Background & Motivation¶
- Background: Video-LLMs achieve strong performance on short video understanding, but face severe challenges in streaming scenarios involving hour-long online video processing with real-time question answering. The number of visual tokens grows linearly with frame count, making brute-force full-frame processing computationally infeasible for long videos and often exceeding context length limits.
- Limitations of Prior Work: Existing long-video understanding approaches each have notable drawbacks:
- Training-based methods (e.g., VideoStreaming, Flash-VStream): require additional training, suffer from extrapolation issues on arbitrary-length videos, and incur high training costs.
- KV-cache methods (e.g., ReKV): store complete decoder KV-caches, leading to large memory consumption (18.8 GB/hour) with significant redundancy.

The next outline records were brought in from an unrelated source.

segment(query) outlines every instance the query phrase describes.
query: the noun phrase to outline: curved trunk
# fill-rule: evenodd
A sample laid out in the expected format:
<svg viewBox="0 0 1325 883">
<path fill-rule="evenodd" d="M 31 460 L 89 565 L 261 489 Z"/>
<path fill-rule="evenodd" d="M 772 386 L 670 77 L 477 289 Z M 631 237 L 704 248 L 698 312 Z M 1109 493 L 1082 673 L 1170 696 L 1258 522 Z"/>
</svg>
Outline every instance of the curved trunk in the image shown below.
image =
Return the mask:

- Caption-only methods (e.g., Goldfish): process short clips independently, lacking temporal continuity and making entity tracking difficult.

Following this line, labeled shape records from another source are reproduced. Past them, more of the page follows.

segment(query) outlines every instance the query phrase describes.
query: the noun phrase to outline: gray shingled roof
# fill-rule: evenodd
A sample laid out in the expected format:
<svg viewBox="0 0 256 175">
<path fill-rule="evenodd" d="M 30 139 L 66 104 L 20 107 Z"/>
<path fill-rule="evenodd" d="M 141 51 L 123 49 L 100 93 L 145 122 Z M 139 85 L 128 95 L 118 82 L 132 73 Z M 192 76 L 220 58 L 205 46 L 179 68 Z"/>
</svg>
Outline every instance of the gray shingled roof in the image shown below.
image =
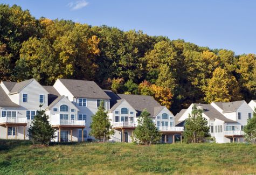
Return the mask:
<svg viewBox="0 0 256 175">
<path fill-rule="evenodd" d="M 244 100 L 237 101 L 231 102 L 214 102 L 217 106 L 223 110 L 223 113 L 235 111 L 244 102 Z"/>
<path fill-rule="evenodd" d="M 3 107 L 19 107 L 19 106 L 11 101 L 4 89 L 0 86 L 0 106 Z"/>
<path fill-rule="evenodd" d="M 15 93 L 18 93 L 19 91 L 22 89 L 25 86 L 28 85 L 32 81 L 34 80 L 34 79 L 31 79 L 30 80 L 25 80 L 22 82 L 19 82 L 14 85 L 13 87 L 10 92 L 10 94 L 13 94 Z"/>
<path fill-rule="evenodd" d="M 150 96 L 120 94 L 117 95 L 121 99 L 125 99 L 137 111 L 137 116 L 141 115 L 144 109 L 146 109 L 150 113 L 151 117 L 155 117 L 154 116 L 154 108 L 161 106 Z"/>
<path fill-rule="evenodd" d="M 11 89 L 13 88 L 14 85 L 17 83 L 17 82 L 11 82 L 11 81 L 2 81 L 4 83 L 4 86 L 6 87 L 7 89 L 9 92 L 11 92 Z"/>
<path fill-rule="evenodd" d="M 195 104 L 197 107 L 199 106 L 202 106 L 204 109 L 203 113 L 209 117 L 210 120 L 214 120 L 215 118 L 217 118 L 227 122 L 237 122 L 236 121 L 226 118 L 210 104 L 195 103 Z"/>
<path fill-rule="evenodd" d="M 59 79 L 75 97 L 110 99 L 93 81 Z"/>
</svg>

- Key Insight: Inspired by cognitive neuroscience—where selective attention governs encoding under limited memory capacity and past experience shapes current attention—the authors propose combining LLM self-attention for visual token selection, recurrent propagation of historical context, and text-based retrieval for question answering.
Method¶
Overall Architecture¶
Long videos are segmented into short clips (e.g., 16 frames) and processed in a streaming fashion. For each clip: (1) historical selected tokens are concatenated with the current clip's tokens and fed into the LLM to generate a caption; (2) a small number of key tokens are selected from the current clip based on attention weights and appended to a FIFO history queue; (3) the generated caption is stored in long-term textual memory. At inference time, the most relevant captions are retrieved from textual memory and fed to the LLM to generate answers.
Key Designs¶
- Attention-based Visual Token Selection
After caption generation, the already-computed attention matrices are used to measure the importance of each visual token. The attention coefficients from caption tokens to visual tokens are extracted from layer \(l\), head \(h\):
\(\mathbf{A}^{l,h}_V = \mathbf{A}^{l,h}[TN_V+N_I : TN_V+N_I+N_C, \; 0:TN_V]\)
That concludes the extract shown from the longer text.